Since I can not shoot the darn things, we do the human thing and bring in a contractor to tile the upper deck and put hardy plank sheets under the deck to preclude the pigeons from being able to roost anymore and prevent rain from spoiling the patio area. After spending $3,000 to complete the job and catching Mr. Beepers a second time to provide to the neighbor, we were finally pigeon free. It was happy days until the first rain. The contractor used indoor grout that leaked like a sieve. I found out today that it will cost me another $900 to fix the deck as the contractor has left the area and we now have to use someone else.

In the end I would give anyone who had a pigeon show up on their porch the following advise. DO NOT FEED IT!!! Send it on its way and pray it does not return. I hope I have not offended any bird lovers but if it comes back it will get the 3 "S". (Shoot, shovel and shut up). BTW my sister in law now lives in FLA.

Reactions: Like 1 | Funny 3


----------



## Wildthings (Sep 18, 2014)

That's a Blue Bar Carrier pigeon. Just like the ones I used to race when I was a young lad. My peer purchased an expensive pair of them from Belgium and used them for breeders. The male got lose and flew back home -- to Belgium. Took it 2 weeks until the guy called Mr. Kent to report his bird was back.
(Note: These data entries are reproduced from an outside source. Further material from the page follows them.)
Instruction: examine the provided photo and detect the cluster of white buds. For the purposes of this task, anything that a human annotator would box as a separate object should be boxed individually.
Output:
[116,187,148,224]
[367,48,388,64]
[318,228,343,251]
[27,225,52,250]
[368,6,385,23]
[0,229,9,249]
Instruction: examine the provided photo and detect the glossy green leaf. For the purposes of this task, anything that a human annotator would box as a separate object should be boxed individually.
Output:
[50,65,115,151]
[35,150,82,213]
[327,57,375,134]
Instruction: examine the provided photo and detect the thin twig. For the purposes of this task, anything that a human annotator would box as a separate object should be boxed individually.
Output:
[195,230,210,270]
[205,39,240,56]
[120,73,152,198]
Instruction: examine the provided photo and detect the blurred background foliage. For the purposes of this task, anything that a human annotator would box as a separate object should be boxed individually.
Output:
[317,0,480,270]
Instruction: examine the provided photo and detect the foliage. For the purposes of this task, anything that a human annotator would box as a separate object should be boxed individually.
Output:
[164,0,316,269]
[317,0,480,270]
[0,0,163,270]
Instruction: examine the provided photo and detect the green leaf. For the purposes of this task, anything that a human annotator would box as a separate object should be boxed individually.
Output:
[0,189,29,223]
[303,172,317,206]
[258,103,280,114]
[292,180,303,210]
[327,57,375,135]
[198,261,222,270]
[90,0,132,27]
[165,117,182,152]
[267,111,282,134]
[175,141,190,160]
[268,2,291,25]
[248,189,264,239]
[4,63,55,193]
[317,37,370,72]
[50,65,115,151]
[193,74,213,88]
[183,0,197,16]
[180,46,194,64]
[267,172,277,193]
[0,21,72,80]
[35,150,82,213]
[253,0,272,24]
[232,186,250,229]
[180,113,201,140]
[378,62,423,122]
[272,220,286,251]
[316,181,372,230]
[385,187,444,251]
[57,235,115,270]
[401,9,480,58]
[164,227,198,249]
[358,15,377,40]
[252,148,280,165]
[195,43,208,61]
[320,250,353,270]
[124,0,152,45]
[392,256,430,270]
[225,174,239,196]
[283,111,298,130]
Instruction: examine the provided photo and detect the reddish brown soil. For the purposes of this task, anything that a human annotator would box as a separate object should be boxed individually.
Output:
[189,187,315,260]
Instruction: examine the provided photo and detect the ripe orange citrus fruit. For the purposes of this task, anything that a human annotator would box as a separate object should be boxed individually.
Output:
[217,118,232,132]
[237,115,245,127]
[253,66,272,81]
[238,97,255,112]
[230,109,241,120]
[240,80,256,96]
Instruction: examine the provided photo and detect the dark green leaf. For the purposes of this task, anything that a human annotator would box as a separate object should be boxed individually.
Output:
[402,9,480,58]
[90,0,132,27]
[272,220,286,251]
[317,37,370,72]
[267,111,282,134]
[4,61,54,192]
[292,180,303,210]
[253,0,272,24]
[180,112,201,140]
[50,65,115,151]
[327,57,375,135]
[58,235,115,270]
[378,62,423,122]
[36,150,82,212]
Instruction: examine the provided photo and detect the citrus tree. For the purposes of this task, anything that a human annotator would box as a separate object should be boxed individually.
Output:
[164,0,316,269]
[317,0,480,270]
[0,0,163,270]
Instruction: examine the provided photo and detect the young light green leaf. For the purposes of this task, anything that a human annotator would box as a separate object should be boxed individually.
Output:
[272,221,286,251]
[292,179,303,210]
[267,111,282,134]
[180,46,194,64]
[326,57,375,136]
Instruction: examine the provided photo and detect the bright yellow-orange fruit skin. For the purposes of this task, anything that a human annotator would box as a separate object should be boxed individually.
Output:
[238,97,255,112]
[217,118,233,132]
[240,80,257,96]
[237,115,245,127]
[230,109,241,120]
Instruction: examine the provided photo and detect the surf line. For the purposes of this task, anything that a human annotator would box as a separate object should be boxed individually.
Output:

It was quite fun racing those birds and the anticipation while waiting for them to return from the starting point. Sometimes they didn't ever come back I suspected someone feed them birdseed on their front porch. LOL

Does it have two metal bands or 1 metal and 1 rubber? The metal bands we put on at birth the rubber band is put on the days prior to a race to log them into the books for the race.. I would think he would eventually return back to his home unless its injured etc

Reactions: Informative 1


----------



## HomeBody (Sep 19, 2014)

I raised pigeons when I was a kid. I had rollers. I'd let my birds fly on nice days and every once in a while they would bring home a "stranger". I had racing homers stay the night more than once. Feed it, water it, a little grit if you have some, and let it go. It will likely go home eventually. Gary

Reactions: Informative 1


----------



## Kevin (Sep 20, 2014)

I haven't heard anything from the guy I emailed. They probably get lots of emails which is probably why he didn't set up his voicemail. It's a good thing because we didn't go to the grocery store last week and so we made some pigeon pie with it. Tastes sort of like . . . . spotted owl.

Reactions: Funny 3


----------



## DavidDobbs (Sep 22, 2014)

Still have your visitor?


----------



## Kevin (Sep 23, 2014)

DavidDobbs said:


> Still have your visitor?



No we haven't seen it in a couple of days. It's done that before though. It was gone for a couple days and we thought we'd never see it and one morning it was back on the porch eating the seeds we gave it.


----------



## DavidDobbs (Oct 18, 2014)

Any updates?
Seen a story about them the other day been meaning to ask again.
Thought better ask before that spider bite messes up your thinking.


----------



## Kevin (Oct 18, 2014)

Lol the spider won't get me. The pigeon left without even so much as a thank you for the B&B. :-)

Reactions: Like 1


----------



## Wildthings (Oct 20, 2014)

He showed up at my house!!! Walked outta of the house into the garage and there's a pigeon in there eating wild bird seed out of the bag. I shoo him out and he flies onto the hood of the car and he is double banded. One a ID band and the other a racing band. I never could catch him to check where he was from. He hung around for a couple days crapping in the garage and on the cars before leaving on his own. LOL I actually wondered if Kevin sent him here!

Reactions: Funny 1 | Way Cool 1


----------



## Kevin (Oct 20, 2014)

Wouldn't that be cool if he was the official Wood Barter Pigeon. We need to get us one of them big eagles that will deliver our boxes of wood to each other. If they can carry monkeys and apes and sloths and mountain goats they can haul a bunch of wood.


----------



## Wildthings (Oct 20, 2014)

Hey he probly could have delivered pen blanks!!

Reactions: Agree 1


----------